Quando disse não a quem precisava ser ouvido. Quando estive com uma vida na mão e deixei escapar. Creio que se estou realmente sendo investigado, devo agora mesmo mudar de vida. Me tornarei agradável. Se bem que isso sempre foi a minha vontade. Terei escapado demais das virtudes cristãs? 

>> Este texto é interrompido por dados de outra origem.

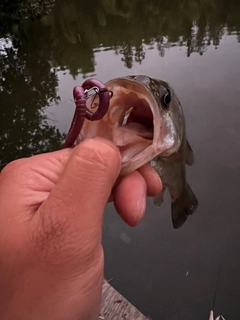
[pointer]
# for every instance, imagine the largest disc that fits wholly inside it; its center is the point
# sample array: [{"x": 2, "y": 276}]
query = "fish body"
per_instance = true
[{"x": 146, "y": 121}]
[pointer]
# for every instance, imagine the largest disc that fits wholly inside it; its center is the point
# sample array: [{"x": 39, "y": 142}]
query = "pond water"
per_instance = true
[{"x": 195, "y": 46}]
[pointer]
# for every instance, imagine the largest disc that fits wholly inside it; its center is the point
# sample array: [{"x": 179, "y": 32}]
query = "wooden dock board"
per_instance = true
[{"x": 116, "y": 307}]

Ah, que esse papo já tá me aborrecendo! Se estão me vigiando, que vigiem! Todos os meus pecados são públicos! Os que omiti são para consumo dos mais íntimos. Que olhem meus olhos vermelhos, minhas unhas roídas, minha deselegância! Que vejam que sou livre! Que saibam que entre meus vícios não está a curiosidade de saber com quem meu vizinho da esquerda dorme, que não tenho qualquer interesse pelo que o meu vizinho da direita fuma. Que vigiem com suas lentes e microfones, deixando sua mentalidade medieval amparada pelos recursos do século 21. Deixem que pensem, que digam, que falem. Fofoca para quem precisa de fofoca.